Understandably, American leaders often appear to value what they feel are the good artists among economists, particularly if they lend credence in their speeches and reports to their own views or ideological predilections. Shiller’s question about economists in his piece is not a difficult one to answer. He asks, “If they were unable to foresee something (the 2007-2009 financial crisis and recession) so important to people’s wellbeing, what good are they?”
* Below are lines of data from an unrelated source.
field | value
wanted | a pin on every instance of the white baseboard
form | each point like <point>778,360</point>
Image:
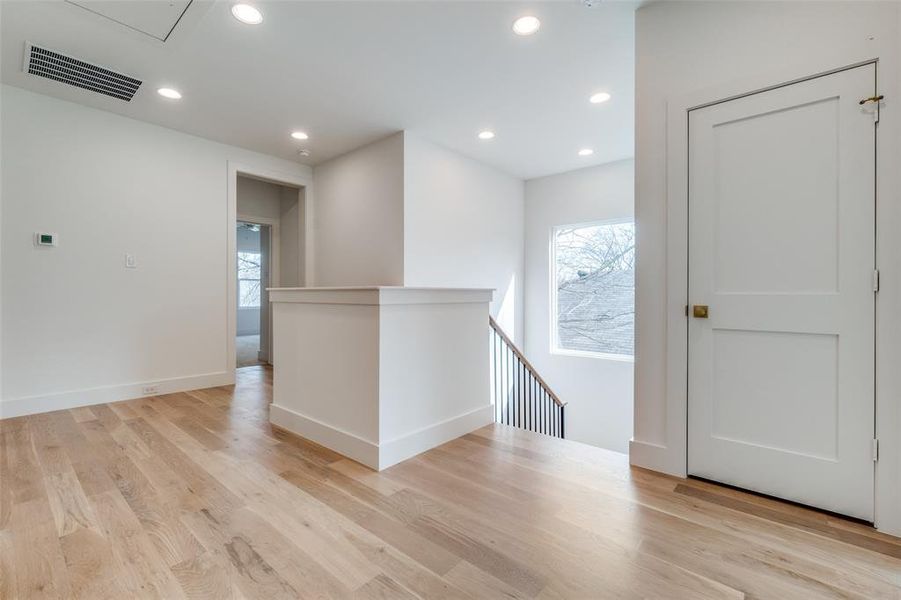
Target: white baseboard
<point>656,458</point>
<point>342,442</point>
<point>17,407</point>
<point>380,456</point>
<point>411,444</point>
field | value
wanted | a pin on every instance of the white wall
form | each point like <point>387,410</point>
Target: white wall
<point>698,49</point>
<point>463,227</point>
<point>291,236</point>
<point>598,391</point>
<point>78,327</point>
<point>359,217</point>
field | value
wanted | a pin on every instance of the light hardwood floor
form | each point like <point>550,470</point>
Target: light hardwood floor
<point>197,495</point>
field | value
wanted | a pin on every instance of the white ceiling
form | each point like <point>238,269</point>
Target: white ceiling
<point>352,72</point>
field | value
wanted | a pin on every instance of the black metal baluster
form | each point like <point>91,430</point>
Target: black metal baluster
<point>562,423</point>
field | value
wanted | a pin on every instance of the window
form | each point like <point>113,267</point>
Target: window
<point>249,279</point>
<point>594,288</point>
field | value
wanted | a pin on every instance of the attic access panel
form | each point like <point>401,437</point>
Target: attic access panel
<point>156,19</point>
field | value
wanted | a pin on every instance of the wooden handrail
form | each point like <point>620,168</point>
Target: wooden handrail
<point>525,361</point>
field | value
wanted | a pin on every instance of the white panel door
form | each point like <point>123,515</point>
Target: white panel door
<point>782,250</point>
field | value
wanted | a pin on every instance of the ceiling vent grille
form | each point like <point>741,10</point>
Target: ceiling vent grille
<point>59,67</point>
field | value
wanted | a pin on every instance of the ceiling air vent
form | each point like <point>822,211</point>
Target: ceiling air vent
<point>59,67</point>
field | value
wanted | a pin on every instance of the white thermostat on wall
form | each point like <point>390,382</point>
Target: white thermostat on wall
<point>45,239</point>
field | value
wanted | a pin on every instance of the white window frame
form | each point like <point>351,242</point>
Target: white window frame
<point>555,348</point>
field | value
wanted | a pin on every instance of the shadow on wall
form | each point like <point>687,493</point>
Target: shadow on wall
<point>506,312</point>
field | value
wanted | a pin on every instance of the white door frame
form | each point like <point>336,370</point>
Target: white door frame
<point>671,456</point>
<point>274,270</point>
<point>305,198</point>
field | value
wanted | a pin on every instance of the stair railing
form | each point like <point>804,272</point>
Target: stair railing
<point>521,397</point>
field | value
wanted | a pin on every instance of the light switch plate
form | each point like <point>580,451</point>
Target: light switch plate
<point>42,238</point>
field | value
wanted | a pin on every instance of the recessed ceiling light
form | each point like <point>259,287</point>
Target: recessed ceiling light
<point>526,25</point>
<point>169,93</point>
<point>247,14</point>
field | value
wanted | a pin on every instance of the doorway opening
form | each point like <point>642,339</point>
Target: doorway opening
<point>253,260</point>
<point>269,244</point>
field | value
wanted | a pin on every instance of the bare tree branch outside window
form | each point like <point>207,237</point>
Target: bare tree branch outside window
<point>249,279</point>
<point>595,279</point>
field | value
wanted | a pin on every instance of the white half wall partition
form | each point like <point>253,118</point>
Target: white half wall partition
<point>380,374</point>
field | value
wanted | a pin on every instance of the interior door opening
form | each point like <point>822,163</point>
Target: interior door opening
<point>253,261</point>
<point>269,252</point>
<point>781,335</point>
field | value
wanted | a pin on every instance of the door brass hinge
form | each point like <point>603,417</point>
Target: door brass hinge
<point>877,100</point>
The best in the profession have provided insights into the economy and what makes it tick or not tick. They, at times, have increased public understanding of corrective public and private-sector actions to right a weak economy. They, again at times, have helped lead to at least temporary consensus concerning options related to fiscal and monetary policy changes and the need for regulations of private sector activities. But Dr. Shiller goes too far when he offers a mea culpa for the profession by comparing its failure to predict economic trends to doctors who fail to predict disease. Doctors probably do suffer more than economists for their mistakes, particularly when their analyses result in increased rates of morbidity and mortality. At least economists can bury their errors in next week’s or next month’s studies or reports; many times doctors can escape their errors only by burying their patients. The article could have been a provocative and an important one, given Dr. Shiller’s justifiable stature. It might have stimulated self examination among some of the best and brightest if it had linked weaknesses in economic forecasts to proposals to strengthen the rigor of methodological approaches. Presently, the brief article regrettably reads as an excuse for professional deficiencies. Res ipsa loquitur.